Give priority to ORDER BY over a GROUP BY in MySQL without subquery - sql

I have the following query which does what I want, but I suspect it is possible to do this without a subquery:
SELECT *
FROM (SELECT *
FROM 'versions'
ORDER BY 'ID' DESC) AS X
GROUP BY 'program'
What I need is to group by program, but returning the results for the objects in versions with the highest value of "ID".
In my past experience, a query like this should work in MySQL, but for some reason, it's not:
SELECT *
FROM 'versions'
GROUP BY 'program'
ORDER BY MAX('ID') DESC
What I want to do is have MySQL do the ORDER BY first and then the GROUP BY, but it insists on doing the GROUP BY first followed by the ORDER BY. i.e. it is sorting the results of the grouping instead of grouping the results of the ordering.
Of course it is not possible to write
SELECT * FROM 'versions' ORDER BY 'ID' DESC GROUP BY 'program'
Thanks.

By definition, ORDER BY is processed after grouping with GROUP BY. By definition, the conceptual way any SELECT statement is processed is:
Compute the cartesian product of all tables referenced in the FROM clause
Apply the join criteria from the FROM clause to filter the results
Apply the filter criteria in the WHERE clause to further filter the results
Group the results into subsets based on the GROUP BY clause, collapsing the results to a single row for each such subset and computing the values of any aggregate functions -- SUM(), MAX(), AVG(), etc. -- for each such subset. Note that if no GROUP BY clause is specified, the results are treated as if there is a single subset and any aggregate functions apply to the entire results set, collapsing it to a single row.
Filter the now-grouped results based on the HAVING clause.
Sort the results based on the ORDER BY clause.
The only columns allowed in the results set of a SELECT with a GROUP BY clause are, of course,
The columns referenced in the GROUP BY clause
Aggregate functions (such as MAX())
literal/constants
expresssions derived from any of the above.
Only broken SQL implementations allow things like select xxx,yyy,a,b,c FROM foo GROUP BY xxx,yyy — the references to colulmsn a, b and c are meaningless/undefined, given that the individual groups have been collapsed to a single row,

This should do it and work pretty well as long as there is a composite index on (program,id).
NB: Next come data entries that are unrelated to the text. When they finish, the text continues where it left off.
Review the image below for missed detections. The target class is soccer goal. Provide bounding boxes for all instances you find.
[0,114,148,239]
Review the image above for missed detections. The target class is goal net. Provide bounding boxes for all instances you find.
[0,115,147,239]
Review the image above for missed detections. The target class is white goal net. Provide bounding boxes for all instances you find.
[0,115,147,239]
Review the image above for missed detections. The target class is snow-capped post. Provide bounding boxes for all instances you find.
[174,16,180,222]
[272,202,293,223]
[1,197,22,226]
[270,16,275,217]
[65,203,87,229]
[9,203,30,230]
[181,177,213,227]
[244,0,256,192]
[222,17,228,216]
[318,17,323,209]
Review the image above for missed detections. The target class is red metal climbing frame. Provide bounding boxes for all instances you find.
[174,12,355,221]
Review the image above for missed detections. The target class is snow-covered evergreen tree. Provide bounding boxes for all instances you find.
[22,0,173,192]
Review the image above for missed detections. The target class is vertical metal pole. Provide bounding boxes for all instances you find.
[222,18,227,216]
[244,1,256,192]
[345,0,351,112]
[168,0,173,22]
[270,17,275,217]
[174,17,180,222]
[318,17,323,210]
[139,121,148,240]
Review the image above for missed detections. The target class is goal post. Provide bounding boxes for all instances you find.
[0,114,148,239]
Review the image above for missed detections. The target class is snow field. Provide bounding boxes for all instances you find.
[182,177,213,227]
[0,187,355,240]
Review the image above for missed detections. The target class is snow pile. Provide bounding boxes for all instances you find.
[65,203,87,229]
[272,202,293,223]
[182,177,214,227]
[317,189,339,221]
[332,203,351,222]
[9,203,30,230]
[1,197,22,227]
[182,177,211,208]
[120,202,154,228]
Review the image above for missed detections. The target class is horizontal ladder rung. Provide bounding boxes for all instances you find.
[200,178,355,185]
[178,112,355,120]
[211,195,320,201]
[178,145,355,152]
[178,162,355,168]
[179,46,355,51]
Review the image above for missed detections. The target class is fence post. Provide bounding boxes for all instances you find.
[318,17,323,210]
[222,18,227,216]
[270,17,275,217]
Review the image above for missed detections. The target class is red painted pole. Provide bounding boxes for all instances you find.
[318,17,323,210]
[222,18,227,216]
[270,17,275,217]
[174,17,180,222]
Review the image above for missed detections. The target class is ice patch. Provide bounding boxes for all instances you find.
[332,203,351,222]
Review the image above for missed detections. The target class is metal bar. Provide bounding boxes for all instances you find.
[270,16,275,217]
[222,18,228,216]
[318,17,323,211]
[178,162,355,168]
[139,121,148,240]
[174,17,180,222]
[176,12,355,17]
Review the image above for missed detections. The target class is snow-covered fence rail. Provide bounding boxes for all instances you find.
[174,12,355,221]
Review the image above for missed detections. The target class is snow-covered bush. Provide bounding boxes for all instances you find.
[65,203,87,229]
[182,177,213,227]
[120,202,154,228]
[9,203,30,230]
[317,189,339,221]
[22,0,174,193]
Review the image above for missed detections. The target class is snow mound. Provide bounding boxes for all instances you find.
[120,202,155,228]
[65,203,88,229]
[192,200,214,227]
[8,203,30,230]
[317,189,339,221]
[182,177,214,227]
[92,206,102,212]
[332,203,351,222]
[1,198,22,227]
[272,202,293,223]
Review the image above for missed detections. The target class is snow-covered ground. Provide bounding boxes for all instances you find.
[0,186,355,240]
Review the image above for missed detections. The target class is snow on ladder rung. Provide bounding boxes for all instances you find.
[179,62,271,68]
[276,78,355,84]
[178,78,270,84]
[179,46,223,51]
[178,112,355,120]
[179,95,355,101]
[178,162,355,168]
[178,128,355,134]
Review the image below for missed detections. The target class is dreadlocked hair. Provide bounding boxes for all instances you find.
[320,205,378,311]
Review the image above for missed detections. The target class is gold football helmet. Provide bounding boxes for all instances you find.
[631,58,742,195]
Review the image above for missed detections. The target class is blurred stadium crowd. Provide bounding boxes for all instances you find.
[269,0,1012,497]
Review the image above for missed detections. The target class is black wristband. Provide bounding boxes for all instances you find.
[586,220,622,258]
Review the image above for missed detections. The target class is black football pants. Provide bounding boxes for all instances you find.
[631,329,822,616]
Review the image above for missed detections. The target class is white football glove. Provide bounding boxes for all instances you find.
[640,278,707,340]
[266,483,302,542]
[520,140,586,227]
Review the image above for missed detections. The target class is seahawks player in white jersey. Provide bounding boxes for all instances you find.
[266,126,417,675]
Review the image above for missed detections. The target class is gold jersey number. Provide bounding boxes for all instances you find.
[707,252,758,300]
The subquery should only inspect the very first id for each program branch, and quickly retrieve the required record from the outer query.
select v.*
from
(
select program, MAX(id) id
from versions
group by program
) m
inner join versions v on m.program=v.program and m.id=v.id

SELECT v.*
FROM (
SELECT DISTINCT program
FROM versions
) vd
JOIN versions v
ON v.id =
(
SELECT vi.id
FROM versions vi
WHERE vi.program = vd.program
ORDER BY
vi.program DESC, vi.id DESC
LIMIT 1
)
Create an index on (program, id) for this to work fast.
Regarding your original query:
SELECT * FROM 'versions' GROUP BY 'program' ORDER BY MAX('ID') DESC
This query would not parse in any SQL dialect except MySQL.
It abuses MySQL's ability to return ungrouped and unaggregated expressions from a GROUP BY statement.

Related

Does it has to be that in SQL, aggregate function goes hand in hand with grouping?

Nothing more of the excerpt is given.